Poor old Johnny Ray...

It had to start somewhere. There had to be a first time. There.

This is nostalgia for a period I never knew. I was three at the time. Though even then, I managed to wreck a tape of Soft Cell's Tainted Love by listening to it over and over again, and I spent a few nights during my early childhood at my dad's disco sets at American bases (not that I remember any of this. Nor me, two years old, switching off the entire disco at RAF Croughton one night). But Come On Eileen isn't part of that early childhood at all, because my mum hates the record.

Thus, my first real recollection of it isn't from a wedding, but a golden wedding anniversary. And yes, the dance floor filled immediately immediately. Even I danced, and back then that was something I did even less than now.

The song has its defenders and detractors. Die-hard Dexy's fans, dismayed at the band's 'betrayal' of the Young Soul Rebels aesthetic, hate it with a vengeance., hissing that Dexy's had so many other better, purer records.

These people are fools.

(though you should really check out those other records regardless)

There's a group of defenders that attempt to reclaim it from the weddings and birthdays, from the tacky DJ set, from the school disco, any from the dungarees and that fiddle. They seek solace in the lyrics, a paean to the fleeting memories of youth and fame, feeling that it's wasted on the drunkards who get up and stomp about to the middle section.

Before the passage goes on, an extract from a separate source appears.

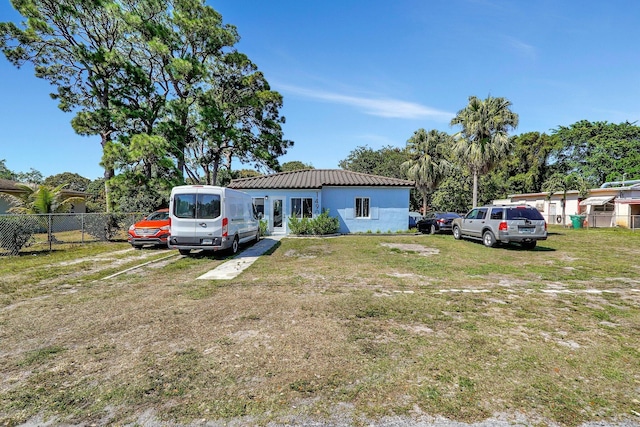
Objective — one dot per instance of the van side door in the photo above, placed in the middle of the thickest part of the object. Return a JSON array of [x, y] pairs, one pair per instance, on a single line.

These people are also fools.

Their heart is in the right place, for it is that, but to deny the populist appeal of the record just seems crazy. It's a song about that fleeting moment, yet in a stroke of irony, it lives forever on that dance floor; it has ascended to the select pantheon of songs that never really go out of fashion, perhaps because it was never fashionable in the first place.

Here's to twenty-five years of Come On Eileen. Moving a million hearts in mono and stereo.

Back in 1982, the DJ smiles. The floor is filled with children, the bride, the groom, their parents, the extended family; there will be harder times ahead. Three million on the dole. Strikes. Scabs. Occupation of the North. The breaking of their backs. But for now, everything is just fine.